Um retrato dessa falta de controle dos recursos do Bolsa Família está em pesquisa divulgada, esta semana, pelo Datafolha. Segundo o levantamento, 17% dos beneficiários do Bolsa Família afirmaram apostar ou já ter apostado em jogos de azar online.

Dos entrevistados que admitiram fazer apostas, quase um terço relatou gastar ou ter gasto mais de R$ 100 por mês em jogos de azar. Seis em cada dez apostadores beneficiários do programa de transferência de renda dizem apostar mais de R$ 50 por mês - entre os que não recebem a bolsa, a proporção é de 4 a cada 10.

Isso significa que o dinheiro investido no programa social está, na verdade, indo para as mãos de grandes grupos de cassinos internacionais ao invés de alimentar as famílias beneficiárias.
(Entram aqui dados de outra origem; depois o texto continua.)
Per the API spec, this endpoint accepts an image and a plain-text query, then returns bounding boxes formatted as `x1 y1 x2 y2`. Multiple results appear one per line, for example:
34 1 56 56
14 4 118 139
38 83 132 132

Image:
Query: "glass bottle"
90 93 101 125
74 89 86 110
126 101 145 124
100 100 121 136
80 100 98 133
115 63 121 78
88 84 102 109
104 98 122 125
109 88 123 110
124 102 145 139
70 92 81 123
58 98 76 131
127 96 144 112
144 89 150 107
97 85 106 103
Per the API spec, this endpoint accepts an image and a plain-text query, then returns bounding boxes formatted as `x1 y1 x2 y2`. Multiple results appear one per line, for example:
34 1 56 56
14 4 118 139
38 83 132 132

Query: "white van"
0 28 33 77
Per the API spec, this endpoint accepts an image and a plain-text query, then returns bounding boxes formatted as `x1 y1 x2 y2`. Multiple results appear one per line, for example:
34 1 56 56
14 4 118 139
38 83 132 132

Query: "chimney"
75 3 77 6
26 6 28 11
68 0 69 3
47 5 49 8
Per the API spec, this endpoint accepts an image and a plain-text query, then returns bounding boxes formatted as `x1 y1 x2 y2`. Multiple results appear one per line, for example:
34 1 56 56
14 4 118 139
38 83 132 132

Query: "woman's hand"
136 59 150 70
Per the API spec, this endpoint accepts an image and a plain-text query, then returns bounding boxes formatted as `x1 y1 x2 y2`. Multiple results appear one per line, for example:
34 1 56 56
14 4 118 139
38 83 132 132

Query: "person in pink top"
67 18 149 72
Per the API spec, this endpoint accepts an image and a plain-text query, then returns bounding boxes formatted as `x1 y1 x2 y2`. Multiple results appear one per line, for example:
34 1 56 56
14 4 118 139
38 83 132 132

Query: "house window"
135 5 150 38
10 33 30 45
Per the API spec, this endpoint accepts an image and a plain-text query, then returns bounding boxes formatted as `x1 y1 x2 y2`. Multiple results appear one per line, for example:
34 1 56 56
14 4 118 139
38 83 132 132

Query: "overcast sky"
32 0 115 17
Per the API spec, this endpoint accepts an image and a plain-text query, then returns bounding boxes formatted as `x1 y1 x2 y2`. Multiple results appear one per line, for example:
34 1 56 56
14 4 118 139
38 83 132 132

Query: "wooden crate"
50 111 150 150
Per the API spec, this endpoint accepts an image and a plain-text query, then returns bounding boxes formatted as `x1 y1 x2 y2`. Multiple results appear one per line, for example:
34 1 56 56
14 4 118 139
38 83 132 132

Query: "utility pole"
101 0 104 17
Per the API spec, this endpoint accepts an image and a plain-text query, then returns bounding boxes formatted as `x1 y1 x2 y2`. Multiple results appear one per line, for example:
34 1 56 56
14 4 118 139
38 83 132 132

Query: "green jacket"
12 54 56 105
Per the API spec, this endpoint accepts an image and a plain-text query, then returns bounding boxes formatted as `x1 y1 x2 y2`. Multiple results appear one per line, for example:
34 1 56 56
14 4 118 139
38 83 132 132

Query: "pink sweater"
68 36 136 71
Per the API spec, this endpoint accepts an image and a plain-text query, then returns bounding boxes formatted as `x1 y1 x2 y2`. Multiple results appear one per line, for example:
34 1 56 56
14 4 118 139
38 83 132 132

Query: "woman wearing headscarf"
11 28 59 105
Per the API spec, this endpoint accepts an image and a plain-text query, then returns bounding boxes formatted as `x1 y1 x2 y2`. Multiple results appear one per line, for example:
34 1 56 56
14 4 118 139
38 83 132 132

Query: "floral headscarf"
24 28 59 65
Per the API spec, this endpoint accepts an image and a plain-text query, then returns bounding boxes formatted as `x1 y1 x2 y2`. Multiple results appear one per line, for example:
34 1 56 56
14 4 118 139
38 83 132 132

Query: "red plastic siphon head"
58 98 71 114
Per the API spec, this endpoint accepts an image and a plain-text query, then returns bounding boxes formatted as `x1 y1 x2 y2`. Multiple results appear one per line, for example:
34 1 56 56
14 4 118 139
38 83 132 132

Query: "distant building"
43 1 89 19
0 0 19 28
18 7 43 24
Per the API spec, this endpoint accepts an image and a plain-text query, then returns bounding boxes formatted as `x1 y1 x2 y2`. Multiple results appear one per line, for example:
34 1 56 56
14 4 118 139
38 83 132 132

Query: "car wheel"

Essa situação mostra o verdadeiro descontrole do Governo na utilização de recursos oriundos dos impostos e das taxas pagas pela população.

É claro que nesse debate vai sempre existir aqueles que defendem o direito de usar recursos de programas sociais em jogos de azar.

Outros vão dizer que o desespero das famílias por um pouco mais de dinheiro é tanto que esses cassinos online acabam se tornando a ilusória tábua da salvação.

De qualquer forma, o Poder Público tem o dever de investigar esse tipo de atitude e fiscalizar melhor o que é investido no Bolsa Família.

O problema é que o Governo atual está mais interessado em taxar apostas e prêmios do que proteger o cidadão do vício no jogo e das máquinas preparadas para ganhar, onde a banca sempre vence.

Prova disso é um projeto aprovado no ano passado, no Congresso Nacional, que estabeleceu regras para a operação das casas de apostas no Brasil.

A cereja do bolo é a taxação de 12% sobre as empresas e de 15% sobre os prêmios ganhos pelos apostadores.

O Ministério da Fazenda, que patrocinou a votação, queria muito mais, mas os parlamentares decidiram por um imposto um pouco menor.

A preocupação do Governo é, única e exclusivamente, arrecadar mais, não importando a origem do dinheiro.

Só não ficou claro, até agora, o que será feito com esse recurso extra. Se a ideia é investir mais em programas sociais, a pesquisa do Datafolha já mostrou onde o benefício vai parar.

O país precisa deixar de lado o populismo, fiscalizar melhor o destino dos recursos e cobrar de quem recebe benefícios a justa contrapartida. Só assim vamos aplicar bem o dinheiro de nossos impostos.